A particular form of parental rearing practices that could model children's honesty is parenting by lying, which refers to parents' lie-telling behavior for children's compliance. Previous literature shows that 78% of American and 98% of Chinese parents used such lies (Setoh et al., 2023). Nevertheless, most studies were conducted in WEIRD nations, which differ from middle- to low-income countries, such as Romania.
The current study aimed to evaluate the prevalence of parenting by lying and explore the relationship between parenting by lying and parental socialization goals, parental practices, socialization of lies towards children, lie acceptability, and cultural values.
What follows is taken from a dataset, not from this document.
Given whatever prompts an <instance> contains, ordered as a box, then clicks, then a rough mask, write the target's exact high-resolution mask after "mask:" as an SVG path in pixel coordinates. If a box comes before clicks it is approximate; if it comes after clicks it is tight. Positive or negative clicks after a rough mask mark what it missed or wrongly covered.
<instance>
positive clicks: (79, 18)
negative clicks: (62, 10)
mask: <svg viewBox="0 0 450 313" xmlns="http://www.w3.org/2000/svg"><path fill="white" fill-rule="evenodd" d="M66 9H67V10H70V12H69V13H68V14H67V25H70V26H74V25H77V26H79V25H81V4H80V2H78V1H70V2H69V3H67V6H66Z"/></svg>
Participants were 260 parents of 5-to-12-year-olds. Parenting by lying was assessed using a modified version of Jackson's (2021) scale. Socialization of honesty was measured using the Revised Socialization of Lying scale (Talwar et al., 2022), whereas lie acceptability was evaluated with the Lie Acceptability scale (Oliveira & Levine, 2008). The Goals and Values in Adulthood Scale assessed parental socialization goals for their children (Suizzo, 2007). We also evaluated parental practices using the short parental EMBU questionnaire (Castro et al., 1997) and cultural values with the Singelis (1994) scale.
Results showed a high prevalence of parenting by lying (over 60%). Parental instrumental lies (e.g., fake promises/threats) were predicted by parental involvement (β = 0.11, p = .044), parental control (β = 0.30, p = .000), and lie acceptability (β = 0.16, p = .011). In contrast, comparison lies (e.g., praising lies) were associated with parental warmth (β = 0.13, p = .033), interdependent cultural values (β = 0.13, p = .038), and parental education (β = -0.17, p = .008).
Summarizing, highly involved yet more controlling parents used more instrumental lies, whereas less educated yet emotionally supportive ones reported using more comparison lies. Implications for the parental socialization of children's behavior are discussed.